An age discrimination lawsuit filed against Google last week seems to indicate that I may be past my prime, shedding new light on the Internet behemoth, and revealing startling information about the age-related demographics within the company.
According to information compiled by Payscale and reported in Computerworld, between 2007 and 2013, Google’s workforce grew from 9,500 to 28,000 employees. (Holy hiring!) Yet despite nearly tripling in size, Google’s median age for their employees is 29 years old. 29! I have old copies of the The New Yorker lying around that are older than that!
The lawsuit filed against them involves an experienced 60-year-old computer programmer, Robert Heath, who applied for a job after being contacted by a Google recruiter, according to Computerworld. Despite being tagged by the recruiter as a great candidate, he was not offered the job after a phone interview in which he and the interviewer couldn’t hear each other very well.
Because, you know, people who are old—like, over 30–don’t hear well. They also drive 25 miles per hour in the left lane and eat dinner at 4:30 in the afternoon. All of which Google apparently frowns upon.
This is hardly the first time Google has thumbed its nose at anyone who was alive when Reagan was president. In 2007, they settled an age discrimination suit brought by an employee, Brian Reid, who was fired at 54 for not being a “culture fit.” Reid claimed in the course of that suit that he was told by his much younger colleagues that his ideas were “too old to matter” and that he was called an “old fuddy-duddy.” The case was settled out of court.

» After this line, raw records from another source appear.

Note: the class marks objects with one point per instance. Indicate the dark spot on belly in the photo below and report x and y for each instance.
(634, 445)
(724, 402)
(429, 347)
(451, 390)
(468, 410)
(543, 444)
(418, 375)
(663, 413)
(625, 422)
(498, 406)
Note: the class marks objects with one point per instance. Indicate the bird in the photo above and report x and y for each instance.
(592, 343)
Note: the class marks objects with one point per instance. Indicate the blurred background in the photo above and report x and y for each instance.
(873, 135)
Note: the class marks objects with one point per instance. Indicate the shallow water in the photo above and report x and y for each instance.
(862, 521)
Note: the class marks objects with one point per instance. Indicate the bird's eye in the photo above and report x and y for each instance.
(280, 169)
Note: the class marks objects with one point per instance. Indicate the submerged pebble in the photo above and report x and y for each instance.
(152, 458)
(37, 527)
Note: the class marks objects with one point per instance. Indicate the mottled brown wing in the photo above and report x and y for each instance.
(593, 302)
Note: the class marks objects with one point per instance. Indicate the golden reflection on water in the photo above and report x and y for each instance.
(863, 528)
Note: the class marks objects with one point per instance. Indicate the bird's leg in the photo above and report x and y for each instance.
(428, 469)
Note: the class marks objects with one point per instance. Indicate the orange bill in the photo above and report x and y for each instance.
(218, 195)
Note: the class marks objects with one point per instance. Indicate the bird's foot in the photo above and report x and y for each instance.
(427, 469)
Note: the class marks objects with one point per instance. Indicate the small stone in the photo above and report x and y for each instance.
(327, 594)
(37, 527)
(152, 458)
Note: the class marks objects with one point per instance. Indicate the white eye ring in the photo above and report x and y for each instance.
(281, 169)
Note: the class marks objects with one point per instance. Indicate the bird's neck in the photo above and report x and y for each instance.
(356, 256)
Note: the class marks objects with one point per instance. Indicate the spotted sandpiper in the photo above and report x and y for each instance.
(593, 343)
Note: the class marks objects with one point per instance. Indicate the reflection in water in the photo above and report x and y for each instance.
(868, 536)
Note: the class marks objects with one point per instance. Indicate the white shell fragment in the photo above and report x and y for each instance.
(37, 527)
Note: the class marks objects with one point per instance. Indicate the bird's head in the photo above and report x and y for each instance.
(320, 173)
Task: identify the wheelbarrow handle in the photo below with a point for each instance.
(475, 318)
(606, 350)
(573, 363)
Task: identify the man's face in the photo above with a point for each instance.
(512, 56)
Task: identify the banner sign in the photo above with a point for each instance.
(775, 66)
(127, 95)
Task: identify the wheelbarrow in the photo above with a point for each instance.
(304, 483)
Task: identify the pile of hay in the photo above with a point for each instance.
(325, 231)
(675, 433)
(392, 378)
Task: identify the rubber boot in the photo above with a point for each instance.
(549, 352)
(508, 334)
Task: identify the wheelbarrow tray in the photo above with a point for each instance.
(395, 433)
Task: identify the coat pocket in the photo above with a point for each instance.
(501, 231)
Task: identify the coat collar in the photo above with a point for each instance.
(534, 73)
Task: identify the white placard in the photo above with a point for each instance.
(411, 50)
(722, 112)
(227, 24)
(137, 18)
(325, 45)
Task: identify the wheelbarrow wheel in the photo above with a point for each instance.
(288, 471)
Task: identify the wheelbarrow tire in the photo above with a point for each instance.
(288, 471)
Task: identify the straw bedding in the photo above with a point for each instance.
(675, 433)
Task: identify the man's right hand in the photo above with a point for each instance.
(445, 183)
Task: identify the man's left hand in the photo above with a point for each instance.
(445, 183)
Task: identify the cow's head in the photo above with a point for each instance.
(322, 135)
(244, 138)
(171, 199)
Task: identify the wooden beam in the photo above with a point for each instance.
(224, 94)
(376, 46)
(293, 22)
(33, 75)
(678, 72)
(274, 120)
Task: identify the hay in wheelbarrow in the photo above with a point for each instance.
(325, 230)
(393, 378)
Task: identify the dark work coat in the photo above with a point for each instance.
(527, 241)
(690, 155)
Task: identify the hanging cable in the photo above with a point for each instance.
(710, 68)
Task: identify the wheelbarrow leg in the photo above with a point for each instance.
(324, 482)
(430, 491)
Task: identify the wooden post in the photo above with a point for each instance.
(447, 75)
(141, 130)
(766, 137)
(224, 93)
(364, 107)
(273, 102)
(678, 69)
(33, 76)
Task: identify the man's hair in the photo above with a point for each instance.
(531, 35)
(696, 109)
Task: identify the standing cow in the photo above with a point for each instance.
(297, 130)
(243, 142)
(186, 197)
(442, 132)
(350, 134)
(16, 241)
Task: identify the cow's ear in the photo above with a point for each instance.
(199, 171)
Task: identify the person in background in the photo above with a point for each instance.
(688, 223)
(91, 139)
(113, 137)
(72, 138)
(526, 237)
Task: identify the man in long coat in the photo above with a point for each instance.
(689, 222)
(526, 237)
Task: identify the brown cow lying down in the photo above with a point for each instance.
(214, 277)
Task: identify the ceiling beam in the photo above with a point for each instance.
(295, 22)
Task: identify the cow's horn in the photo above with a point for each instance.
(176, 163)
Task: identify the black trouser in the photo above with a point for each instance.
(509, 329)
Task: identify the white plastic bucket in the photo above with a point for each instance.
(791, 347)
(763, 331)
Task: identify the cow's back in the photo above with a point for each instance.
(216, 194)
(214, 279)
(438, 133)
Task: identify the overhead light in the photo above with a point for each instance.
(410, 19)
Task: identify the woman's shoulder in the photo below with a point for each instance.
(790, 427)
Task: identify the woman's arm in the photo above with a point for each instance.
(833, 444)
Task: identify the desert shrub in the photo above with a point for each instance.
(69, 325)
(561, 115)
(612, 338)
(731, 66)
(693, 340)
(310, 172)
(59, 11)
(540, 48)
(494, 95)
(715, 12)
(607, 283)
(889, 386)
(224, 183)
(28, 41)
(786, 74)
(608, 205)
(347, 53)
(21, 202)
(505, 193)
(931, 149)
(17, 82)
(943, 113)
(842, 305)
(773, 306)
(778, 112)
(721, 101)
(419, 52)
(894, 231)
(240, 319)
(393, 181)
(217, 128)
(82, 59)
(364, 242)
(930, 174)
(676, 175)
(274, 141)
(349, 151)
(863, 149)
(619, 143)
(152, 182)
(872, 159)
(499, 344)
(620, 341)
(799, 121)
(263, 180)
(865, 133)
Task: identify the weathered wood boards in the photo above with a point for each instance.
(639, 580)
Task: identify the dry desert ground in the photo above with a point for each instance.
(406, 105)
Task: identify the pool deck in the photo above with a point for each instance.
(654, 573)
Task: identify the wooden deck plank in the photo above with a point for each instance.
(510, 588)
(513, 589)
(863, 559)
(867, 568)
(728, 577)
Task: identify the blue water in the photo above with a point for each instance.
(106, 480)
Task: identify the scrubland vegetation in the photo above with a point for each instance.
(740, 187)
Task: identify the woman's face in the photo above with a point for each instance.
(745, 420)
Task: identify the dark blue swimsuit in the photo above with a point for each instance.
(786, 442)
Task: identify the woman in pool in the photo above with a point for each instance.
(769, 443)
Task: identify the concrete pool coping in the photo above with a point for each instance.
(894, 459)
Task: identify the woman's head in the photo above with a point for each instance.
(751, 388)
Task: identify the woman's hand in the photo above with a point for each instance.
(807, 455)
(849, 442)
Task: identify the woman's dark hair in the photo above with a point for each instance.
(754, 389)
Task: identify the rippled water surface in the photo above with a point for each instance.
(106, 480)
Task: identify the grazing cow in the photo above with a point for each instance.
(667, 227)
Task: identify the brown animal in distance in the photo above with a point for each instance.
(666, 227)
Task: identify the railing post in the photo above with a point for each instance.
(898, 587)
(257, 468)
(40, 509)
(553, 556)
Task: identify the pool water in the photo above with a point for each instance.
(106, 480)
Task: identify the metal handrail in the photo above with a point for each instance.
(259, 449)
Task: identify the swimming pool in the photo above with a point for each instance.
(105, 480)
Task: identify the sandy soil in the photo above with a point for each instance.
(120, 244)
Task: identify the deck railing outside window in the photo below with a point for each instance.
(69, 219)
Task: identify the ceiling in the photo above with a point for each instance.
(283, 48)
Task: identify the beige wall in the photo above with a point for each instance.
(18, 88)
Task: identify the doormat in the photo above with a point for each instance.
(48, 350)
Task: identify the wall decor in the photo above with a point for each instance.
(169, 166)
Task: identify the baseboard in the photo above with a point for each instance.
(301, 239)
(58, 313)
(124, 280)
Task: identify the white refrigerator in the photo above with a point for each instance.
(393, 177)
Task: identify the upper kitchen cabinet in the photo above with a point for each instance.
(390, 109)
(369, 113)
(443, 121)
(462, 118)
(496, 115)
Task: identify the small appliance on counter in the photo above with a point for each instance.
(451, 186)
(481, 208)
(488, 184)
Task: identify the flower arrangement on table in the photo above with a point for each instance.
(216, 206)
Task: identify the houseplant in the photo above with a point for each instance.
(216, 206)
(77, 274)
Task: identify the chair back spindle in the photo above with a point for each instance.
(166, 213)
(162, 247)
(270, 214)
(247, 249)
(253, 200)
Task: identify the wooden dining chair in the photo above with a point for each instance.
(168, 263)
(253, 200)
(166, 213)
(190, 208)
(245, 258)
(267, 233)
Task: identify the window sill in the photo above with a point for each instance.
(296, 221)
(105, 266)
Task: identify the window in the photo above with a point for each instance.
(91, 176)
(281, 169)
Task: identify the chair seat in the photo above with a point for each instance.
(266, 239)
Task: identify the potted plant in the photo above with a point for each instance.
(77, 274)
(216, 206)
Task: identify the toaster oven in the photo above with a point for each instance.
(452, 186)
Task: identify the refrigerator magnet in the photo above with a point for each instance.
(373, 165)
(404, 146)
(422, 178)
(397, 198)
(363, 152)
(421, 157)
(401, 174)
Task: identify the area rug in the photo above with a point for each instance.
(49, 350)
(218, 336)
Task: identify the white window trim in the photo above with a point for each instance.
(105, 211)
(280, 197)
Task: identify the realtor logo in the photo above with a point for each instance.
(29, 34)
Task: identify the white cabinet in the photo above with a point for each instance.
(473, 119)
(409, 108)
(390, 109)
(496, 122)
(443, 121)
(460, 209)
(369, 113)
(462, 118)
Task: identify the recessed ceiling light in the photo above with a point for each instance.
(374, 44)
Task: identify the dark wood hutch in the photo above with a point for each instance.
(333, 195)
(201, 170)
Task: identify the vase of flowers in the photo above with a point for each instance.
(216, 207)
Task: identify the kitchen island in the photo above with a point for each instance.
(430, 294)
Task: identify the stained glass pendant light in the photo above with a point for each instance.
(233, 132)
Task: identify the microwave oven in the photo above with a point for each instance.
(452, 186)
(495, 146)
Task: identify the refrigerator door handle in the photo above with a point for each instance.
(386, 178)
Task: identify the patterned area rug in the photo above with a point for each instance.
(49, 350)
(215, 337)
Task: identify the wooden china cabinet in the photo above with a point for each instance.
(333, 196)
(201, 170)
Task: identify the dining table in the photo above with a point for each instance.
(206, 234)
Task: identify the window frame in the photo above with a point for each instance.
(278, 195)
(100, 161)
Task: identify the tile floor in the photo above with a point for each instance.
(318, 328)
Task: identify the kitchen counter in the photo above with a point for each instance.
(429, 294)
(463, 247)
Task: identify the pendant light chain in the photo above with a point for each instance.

While the pair of cases case sheds light on the hurdles a man over the age of 50 faces in maintaining employment, it raises troubling questions about where the magic number is if you’re a woman. If a 54-year-old man is over the hill, what is a 45-year-old woman?
The reality is that women in their 40s have already managed to maneuver through complicated workplace dynamics due to sexism and, in some cases, gender discrimination. We put up with unequal pay for equal work. We are underrepresented in boardrooms and in Congress. We also live in a culture of youth that isn’t going anywhere. But the the thing we had going for us—our wisdom, our experience, our age—is supposed to be one of the biggest assets we have. We aren’t so young that we’re frivolous. We aren’t so old that we’re out of touch. We are smack in the middle, right in the prime of our careers.
Unless, apparently, we’re at Google.